Serving up nostalgia

Serving up nostalgia

If there is one dessert that symbolises the spirit of Christmas, it is the rich plum pudding. What makes it so special? Chef Sabyasachi Gorai reveals his favourite heirloom recipe

Plum pudding

It’s Christmas, exclaims Chef Sabyasachi Gorai (Culinary Director, Byg Brewski Brewing Company), as he places two perfect ramekins of perfectly demoulded plum pudding on the table ready to be glazed. As you wait for the brandy mix to arrive, the culinary wizard swiftly pokes one of them releasing the aroma of spices. It is heady isn’t it, he says as he masterfully ‘snow dusts’ one while torching the other. Born in the Anglo-Indian community of Asansol, chef Gorai’s memories about Christmas was all about plum cakes and pudding — more pudding, he insisted. “For me, Christmas meant these delicious blocks of cakes and puddings arriving at our place from our neighbours. In fact, it was the
one reason that I would visit Wahid’s Confectionery. Owned by Anglo -Indians, it made one of the scrumptious cakes.”

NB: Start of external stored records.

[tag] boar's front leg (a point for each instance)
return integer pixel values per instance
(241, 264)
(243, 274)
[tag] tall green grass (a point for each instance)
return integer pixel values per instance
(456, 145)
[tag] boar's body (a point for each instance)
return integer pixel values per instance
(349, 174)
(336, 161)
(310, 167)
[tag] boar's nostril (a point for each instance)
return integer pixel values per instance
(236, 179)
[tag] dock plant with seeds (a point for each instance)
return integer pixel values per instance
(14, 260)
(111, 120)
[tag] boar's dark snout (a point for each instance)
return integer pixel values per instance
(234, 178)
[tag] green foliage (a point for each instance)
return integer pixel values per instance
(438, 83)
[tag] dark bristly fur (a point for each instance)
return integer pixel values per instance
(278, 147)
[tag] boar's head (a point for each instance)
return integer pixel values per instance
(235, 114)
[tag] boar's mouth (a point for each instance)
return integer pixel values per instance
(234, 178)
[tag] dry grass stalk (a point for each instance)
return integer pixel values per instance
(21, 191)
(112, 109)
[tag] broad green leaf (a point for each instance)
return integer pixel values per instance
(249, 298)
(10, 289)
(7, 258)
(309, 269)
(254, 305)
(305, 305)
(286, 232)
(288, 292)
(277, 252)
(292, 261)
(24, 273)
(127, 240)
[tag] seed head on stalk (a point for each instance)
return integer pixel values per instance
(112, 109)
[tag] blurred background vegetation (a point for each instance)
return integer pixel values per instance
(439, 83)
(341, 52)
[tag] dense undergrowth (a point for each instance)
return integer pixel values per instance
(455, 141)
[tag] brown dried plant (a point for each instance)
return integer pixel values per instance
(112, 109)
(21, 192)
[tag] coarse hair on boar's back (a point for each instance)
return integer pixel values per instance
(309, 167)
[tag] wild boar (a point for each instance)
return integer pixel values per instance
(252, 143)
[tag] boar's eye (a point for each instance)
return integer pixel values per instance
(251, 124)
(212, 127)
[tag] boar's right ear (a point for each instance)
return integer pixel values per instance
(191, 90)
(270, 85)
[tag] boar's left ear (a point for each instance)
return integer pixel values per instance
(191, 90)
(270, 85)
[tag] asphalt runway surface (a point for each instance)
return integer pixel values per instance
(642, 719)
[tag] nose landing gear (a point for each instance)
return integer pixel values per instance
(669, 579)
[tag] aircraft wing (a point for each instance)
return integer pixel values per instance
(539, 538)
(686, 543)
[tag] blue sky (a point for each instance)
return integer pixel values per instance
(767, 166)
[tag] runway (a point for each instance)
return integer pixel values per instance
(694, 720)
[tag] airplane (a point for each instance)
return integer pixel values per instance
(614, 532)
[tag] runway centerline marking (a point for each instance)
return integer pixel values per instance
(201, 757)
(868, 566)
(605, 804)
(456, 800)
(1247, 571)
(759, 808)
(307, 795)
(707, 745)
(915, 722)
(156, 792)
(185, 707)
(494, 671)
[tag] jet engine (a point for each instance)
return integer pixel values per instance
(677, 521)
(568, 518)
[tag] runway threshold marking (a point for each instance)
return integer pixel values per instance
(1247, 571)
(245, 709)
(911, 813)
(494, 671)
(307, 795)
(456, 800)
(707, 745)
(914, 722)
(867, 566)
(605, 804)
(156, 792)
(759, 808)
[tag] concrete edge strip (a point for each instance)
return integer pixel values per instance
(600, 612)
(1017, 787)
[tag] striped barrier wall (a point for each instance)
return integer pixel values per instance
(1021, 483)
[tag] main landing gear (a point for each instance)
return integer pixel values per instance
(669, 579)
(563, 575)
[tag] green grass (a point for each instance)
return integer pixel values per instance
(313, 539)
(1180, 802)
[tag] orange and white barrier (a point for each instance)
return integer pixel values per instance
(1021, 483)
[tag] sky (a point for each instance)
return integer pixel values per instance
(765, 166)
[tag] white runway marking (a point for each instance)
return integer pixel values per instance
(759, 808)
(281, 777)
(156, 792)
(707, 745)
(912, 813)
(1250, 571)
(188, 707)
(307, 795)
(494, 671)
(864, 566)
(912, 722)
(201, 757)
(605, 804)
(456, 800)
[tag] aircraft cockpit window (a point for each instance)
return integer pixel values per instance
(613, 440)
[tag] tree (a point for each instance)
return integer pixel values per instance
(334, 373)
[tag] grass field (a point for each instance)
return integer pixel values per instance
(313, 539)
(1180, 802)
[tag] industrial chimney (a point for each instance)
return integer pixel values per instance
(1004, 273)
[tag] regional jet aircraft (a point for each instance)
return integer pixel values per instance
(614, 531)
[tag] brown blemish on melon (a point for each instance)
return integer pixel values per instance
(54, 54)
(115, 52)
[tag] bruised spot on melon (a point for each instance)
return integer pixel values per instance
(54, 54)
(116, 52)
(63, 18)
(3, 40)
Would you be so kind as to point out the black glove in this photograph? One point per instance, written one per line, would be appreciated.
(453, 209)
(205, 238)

“It was much later that I realised that what I loved most was the moist plum pudding and not the cake, which was good but drier.” Since then, the month of December for Chef Gorai has always been about baking plum pudding — and loads of it, with each year dedicated to the different plum cake, “I have had in my years of researching and travelling for food.”

This year however, the culinary director decided to pay ode to the legacy plum pudding he has grown with. Explaining the reason behind he says, “over the years, I have seen a lot of iteration of the rich dessert appear and somewhere the difference between the cake (which is dry) and pudding (which is baked on a water bath) seems to have disappeared. This year, I wanted to recreate the experience of having an ‘original pudding’ that most have grown up with.”

The first thing was to make it into smaller portions so each can have his own fill, the other was bringing in local ingredients and that classic Anglo-Indian technique. “So while the recipe has the traditional egg, flour, spice mix, rum-soaked dry fruits, the twist is the use of clarified brown butter along with nolen gur — and the warmed, hand pounded spice-mix that is made to palate.” 

The result is a warm, rich, moist pudding with a heady mix of tasting notes — with a touch of history.